Cenab-ı Hakkın affetmediği kimse
Cenab-ı Hakkın affetmediği kimse
Allahü tealanın rızası, dinine bağlı olan ana-babanın rızasına bağlıdır. Allahü tealanın gazabı, dinine bağlı olan ana-babanın gazabındadır. Peygamber efendimiz:
- Cennet ana-babanın ayağı altındadır, buyurmuştur...
Ya'ni, kişiye dinini, imanını öğreten ana-babanın rızasındadır. Ana-babasını razı eden kimse için, Cennette iki kapı açılır. Bir kimsenin ana-babası zalim olsalar dahi onlara karşı gelmek, onlara sert konuşmak caiz değildir. Çeşitli vesilelerde, onların elleri öpülüp, duaları alınmalı, haklarını helal ettirmelidir.
Çeşitli vesilelerle ana-babaya çeşitli hediyeler alıp, gönüllerini kazanmalı, haklarını helal ettirmeli, dualarını almalıdır. Arada kırgınlıklar varsa, bu vesile ile giderilmelidir. Allahü teala buyurdu ki:
- Ya Musa, günahlar içinde bir günah vardır ki, benim indimde çok ağır ve büyüktür.

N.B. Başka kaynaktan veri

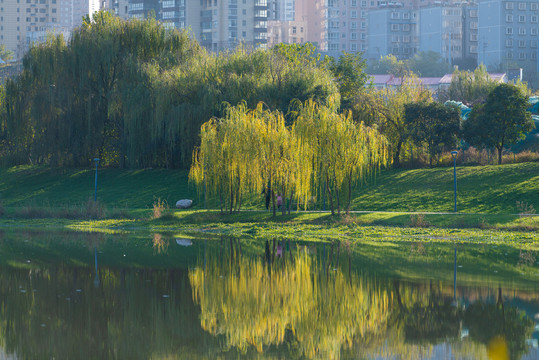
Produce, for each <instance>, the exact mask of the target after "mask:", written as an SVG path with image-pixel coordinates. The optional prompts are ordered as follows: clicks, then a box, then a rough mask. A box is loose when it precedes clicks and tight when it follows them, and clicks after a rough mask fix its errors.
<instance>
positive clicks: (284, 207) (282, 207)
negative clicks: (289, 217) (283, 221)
mask: <svg viewBox="0 0 539 360" xmlns="http://www.w3.org/2000/svg"><path fill="white" fill-rule="evenodd" d="M285 202H286V188H285V189H284V190H283V195H282V200H281V213H282V214H283V215H286V205H285Z"/></svg>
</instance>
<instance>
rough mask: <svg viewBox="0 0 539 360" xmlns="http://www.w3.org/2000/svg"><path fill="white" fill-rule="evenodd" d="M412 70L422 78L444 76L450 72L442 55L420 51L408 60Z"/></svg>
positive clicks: (434, 52)
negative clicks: (424, 77)
mask: <svg viewBox="0 0 539 360" xmlns="http://www.w3.org/2000/svg"><path fill="white" fill-rule="evenodd" d="M408 65H409V67H410V70H411V71H413V72H414V73H416V74H418V75H419V76H422V77H433V76H443V75H445V74H446V73H447V72H448V71H449V70H450V65H449V64H448V63H446V62H445V61H444V60H443V59H442V56H441V55H440V53H437V52H435V51H426V52H425V51H420V52H418V53H417V54H415V55H414V56H413V57H412V58H411V59H410V60H408Z"/></svg>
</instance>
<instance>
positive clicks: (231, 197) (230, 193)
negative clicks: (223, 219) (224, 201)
mask: <svg viewBox="0 0 539 360" xmlns="http://www.w3.org/2000/svg"><path fill="white" fill-rule="evenodd" d="M232 210H234V191H232V189H230V213H231V214H232Z"/></svg>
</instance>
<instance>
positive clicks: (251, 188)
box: [189, 100, 388, 215]
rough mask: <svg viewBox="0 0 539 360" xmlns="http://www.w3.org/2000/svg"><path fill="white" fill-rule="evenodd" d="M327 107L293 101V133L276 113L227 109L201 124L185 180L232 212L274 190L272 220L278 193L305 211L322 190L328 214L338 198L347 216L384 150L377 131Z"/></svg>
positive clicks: (348, 113)
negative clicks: (356, 189)
mask: <svg viewBox="0 0 539 360" xmlns="http://www.w3.org/2000/svg"><path fill="white" fill-rule="evenodd" d="M329 104H330V105H328V106H323V105H319V104H317V103H316V102H314V101H313V100H308V101H307V102H305V103H304V104H302V103H300V102H299V101H298V102H297V104H296V106H295V107H296V110H294V111H293V112H292V113H293V117H294V118H295V122H294V123H293V125H292V126H290V127H287V126H286V124H285V119H284V117H283V115H282V114H281V112H279V111H270V110H268V109H264V107H263V105H262V104H259V105H258V106H257V107H256V108H255V109H254V110H249V109H248V108H247V106H246V104H245V103H244V104H241V105H238V106H236V107H228V108H227V111H226V117H224V118H221V119H218V120H216V119H214V120H211V121H209V122H207V123H205V124H204V125H203V126H202V128H201V135H200V137H201V145H200V147H199V148H197V149H195V151H194V153H193V162H192V167H191V172H190V176H189V178H190V179H191V181H193V182H194V183H195V184H197V185H198V186H199V189H200V190H202V187H203V186H206V189H205V190H206V191H208V195H210V196H218V197H219V199H220V200H221V209H223V203H227V204H228V208H229V209H230V211H232V210H234V209H235V210H239V208H240V205H241V199H242V195H243V194H244V193H245V192H248V193H252V194H256V193H259V192H260V191H261V190H262V189H263V188H264V186H267V187H268V188H269V189H271V191H272V197H273V212H274V215H275V211H276V207H275V194H280V195H281V196H282V198H283V199H289V201H290V202H291V201H292V200H293V199H295V200H296V201H298V202H303V203H304V204H306V206H307V204H308V202H309V199H310V198H311V197H312V196H313V195H316V194H317V191H318V190H317V189H320V187H321V186H324V187H325V189H327V192H328V195H329V199H330V203H331V210H332V214H334V213H335V210H334V209H335V206H334V199H335V201H336V203H337V204H336V208H337V211H338V212H339V213H340V209H341V206H340V202H341V199H344V198H345V196H343V195H342V193H343V192H344V193H346V209H347V211H349V210H350V202H351V194H352V191H353V185H357V183H358V182H360V181H362V180H364V179H365V178H366V176H367V175H368V174H370V173H371V172H373V171H375V170H376V169H378V168H380V167H381V166H383V165H385V164H386V163H387V162H388V146H387V142H386V140H385V138H384V137H383V136H381V135H380V134H379V133H378V132H377V131H376V130H375V129H373V128H370V127H367V126H365V125H364V124H362V123H361V124H356V123H354V121H353V120H352V116H351V113H348V114H347V115H343V114H338V113H337V108H336V105H335V102H331V101H330V103H329ZM208 186H209V188H208ZM226 199H230V200H229V201H228V202H227V200H226ZM225 207H227V206H225ZM284 211H285V207H284V206H283V213H284Z"/></svg>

O da, ana-baba evladını çağırdığı zaman emrini dinlememesidir.
Ana-baba, kızıp birşey söylediği zaman onlara karşılık vermemelidir. Emrettikleri şeyleri bir an önce yapıp, onları üzmemelidir. Onların üzülüp, beddua etmelerinden korkmalıdır. Yanlış bir iş yapıp onları üzünce, hemen ellerine sarılıp özür dilemelidir. Insanın saadeti ve felaketi onların kalblerinden gelen ve ağızlarından çıkacak olan sözdedir. Atılan ok tekrar geri gelmez. Onlar hayatta iken kıymetini bilip, hayır dualarını almak lazımdır. Vefatlarından sonraki pişmanlık fayda vermez. Onlar hayatta iken ne yapıp yapıp onları memnun etmelidir.
İmanlı olup, Cehennemden en son çıkacaklar, Allah yolunda olan ana-babasının islamiyete uygun olan emirlerine asi olanlardır. Allahü teala buyurdu ki:
- Ya Musa, ana-babasını razı eden beni razı etmiş olur. Ana-babasını razı edip bana asi olan kimseyi dahi iyilerden sayarım. Ana-babasına asi olan, bana muti olsa bile, onu fenalar tarafına dahil ederim.
Hasan-ı Basri hazretleri, Ka'beyi ziyaret ve tavaf ederken bir zat gördü ki, arkasında bir zembil vardı. Bununla tavaf ediyordu. O zata dönüp, Arkandaki yükü koyup öylece tavaf etsen daha iyi olmaz mı, dedi.
O zat şöyle cevap verdi:
- Bu arkamdaki yük değil, babamdır. Bunu Şam'dan yedi kere buraya getirip tavaf ettirdim. Çünkü bana dinimi, imanımı bu öğretti. Beni islam ahlakı ile yetiştirdi.
Hasan-ı Basri hazetleri bu kimsenin yaptığını çok beğendi. Sonra o zata buyurdu ki:
- Babanı kıyamet gününe kadar böylece arkanda getirip tavaf ettirsen, fakat bir defa kalbini kırsan, yaptığın hizmet boşa gider. Yine bir defa gönlünü yapsan, bu kadar hizmete karşılık olur.
Eshab-ı kiramdan biri gelip Peygamber efendimize sordu:
- Ya Resulallah! Anam-babam çok şefkatsizdir, onlara nasıl ita'at edeyim?
Peygamber efendimiz şöyle cevap verdi:
- Annen seni dokuz ay karnında gezdirdi. Iki sene emzirdi. Seni büyütünceye kadar koynunda besledi, kucağında gezdirdi. Baban da seni büyütünceye kadar birçok zahmetlere katlanarak, seni besledi... Idare ve maişetini te'min eyledi. Sana dinini imanını öğrettiler. Seni islam terbiyesi ile büyüttüler. Şimdi nasıl olur da şefkatsiz olurlar? Bundan daha büyük ve kıymetli şefkat olur mu?